Sivas’ın Eski Sanayi bölgesinde, demirin ateşle dans ettiği bir dükkânda, Kadir Demirezen adeta bir sanat eseri gibi mesleğini icra ediyor. 50 yıldır demircilik sanatını sürdüren 65 yaşındaki Demirezen, soyadının hakkını vererek, unutulmaya yüz tutmuş bu kadim mesleği yaşatmaya devam ediyor. Dedesinden devraldığı bu mirası, ilk günkü tutkuyla sürdüren Demirezen, nacak, balta, keser gibi geleneksel ziraat aletleri üreterek hem geçimini sağlıyor hem de Türk kültürünün önemli bir parçasını geleceğe taşıyor. Yanında, yılların deneyimine sahip Ömer Faruk Kalabak ile çalışan Demirezen, çırak bulamama sorununa rağmen mesleğine olan bağlılığını hiç kaybetmemiş. Türkiye’nin dört bir yanına ürün gönderen bu ikili, demircilik sanatını adeta bir yaşam biçimi haline getirmiş.

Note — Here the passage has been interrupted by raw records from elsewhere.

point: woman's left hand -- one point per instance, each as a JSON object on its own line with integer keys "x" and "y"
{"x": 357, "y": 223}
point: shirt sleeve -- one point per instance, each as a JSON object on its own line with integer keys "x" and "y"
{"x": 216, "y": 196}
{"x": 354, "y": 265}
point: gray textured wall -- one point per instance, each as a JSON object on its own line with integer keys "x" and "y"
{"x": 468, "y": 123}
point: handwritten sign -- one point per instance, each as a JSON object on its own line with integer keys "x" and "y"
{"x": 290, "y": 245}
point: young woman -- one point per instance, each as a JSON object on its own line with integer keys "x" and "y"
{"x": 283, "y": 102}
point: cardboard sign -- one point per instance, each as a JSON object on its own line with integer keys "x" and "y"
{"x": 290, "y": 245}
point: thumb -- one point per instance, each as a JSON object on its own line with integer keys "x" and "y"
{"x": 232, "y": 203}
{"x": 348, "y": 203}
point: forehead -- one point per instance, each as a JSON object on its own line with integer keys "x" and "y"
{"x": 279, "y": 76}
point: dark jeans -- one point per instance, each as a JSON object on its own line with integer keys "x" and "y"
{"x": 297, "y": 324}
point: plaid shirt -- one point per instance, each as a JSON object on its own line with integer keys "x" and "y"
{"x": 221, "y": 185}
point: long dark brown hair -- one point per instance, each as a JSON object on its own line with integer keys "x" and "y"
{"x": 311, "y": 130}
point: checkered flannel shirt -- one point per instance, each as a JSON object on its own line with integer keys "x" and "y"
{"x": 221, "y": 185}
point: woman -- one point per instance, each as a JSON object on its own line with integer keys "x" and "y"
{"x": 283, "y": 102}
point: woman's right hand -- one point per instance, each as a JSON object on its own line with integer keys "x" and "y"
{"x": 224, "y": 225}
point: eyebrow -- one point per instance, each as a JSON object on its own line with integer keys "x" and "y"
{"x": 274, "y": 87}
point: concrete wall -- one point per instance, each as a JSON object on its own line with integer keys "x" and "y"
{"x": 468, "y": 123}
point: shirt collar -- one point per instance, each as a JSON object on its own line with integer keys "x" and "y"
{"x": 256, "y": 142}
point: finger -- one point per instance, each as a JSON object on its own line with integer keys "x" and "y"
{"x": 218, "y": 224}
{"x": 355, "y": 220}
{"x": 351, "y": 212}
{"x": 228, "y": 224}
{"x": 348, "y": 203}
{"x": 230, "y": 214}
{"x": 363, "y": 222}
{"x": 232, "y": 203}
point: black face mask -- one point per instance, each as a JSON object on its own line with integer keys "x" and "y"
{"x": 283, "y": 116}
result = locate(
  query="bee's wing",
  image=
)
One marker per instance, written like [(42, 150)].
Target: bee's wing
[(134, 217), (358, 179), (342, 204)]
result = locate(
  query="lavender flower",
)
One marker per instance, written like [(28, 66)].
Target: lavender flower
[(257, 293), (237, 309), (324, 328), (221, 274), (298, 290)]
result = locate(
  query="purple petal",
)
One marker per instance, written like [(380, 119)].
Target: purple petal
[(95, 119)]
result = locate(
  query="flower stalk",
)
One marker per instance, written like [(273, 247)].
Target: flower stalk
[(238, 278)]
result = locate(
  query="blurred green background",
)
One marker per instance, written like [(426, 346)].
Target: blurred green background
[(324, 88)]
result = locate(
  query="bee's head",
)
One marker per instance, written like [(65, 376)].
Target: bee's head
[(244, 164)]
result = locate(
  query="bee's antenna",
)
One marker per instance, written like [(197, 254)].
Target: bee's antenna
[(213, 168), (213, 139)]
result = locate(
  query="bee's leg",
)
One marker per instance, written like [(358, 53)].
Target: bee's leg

Çırak Eksikliği ve Mesleğin Zorlukları
Demircilik, sabır, ustalık ve fiziksel dayanıklılık gerektiren bir meslek. Kadir Demirezen, demirin kızgın ateşte dövülerek şekillendirildiğini ve bu sürecin hem zahmetli hem de bir o kadar büyüleyici olduğunu vurguluyor. Ancak, mesleğin devamlılığı için en büyük engel, yeni nesillerin bu sanatı öğrenmeye ilgi göstermemesi. Demirezen, “10 yıl önce bu meslek neredeyse bitti, ama şimdi çok değerli. Türkiye’nin her yerine iş yapıyoruz. Çiftçilere genellikle tamirat hizmeti sunuyoruz, ama çırak eksikliği nedeniyle zorlanıyoruz,” diyor. 30 yıllık müşterileriyle kurduğu güçlü bağ, onu mesleğe daha da sıkı sıkıya bağlamış. “Mesleği bırakmayı hiç düşünmedim,” diyerek kararlılığını ortaya koyan Demirezen, demirciliğin sadece bir iş değil, aynı zamanda bir yaşam tarzı olduğunu ifade ediyor.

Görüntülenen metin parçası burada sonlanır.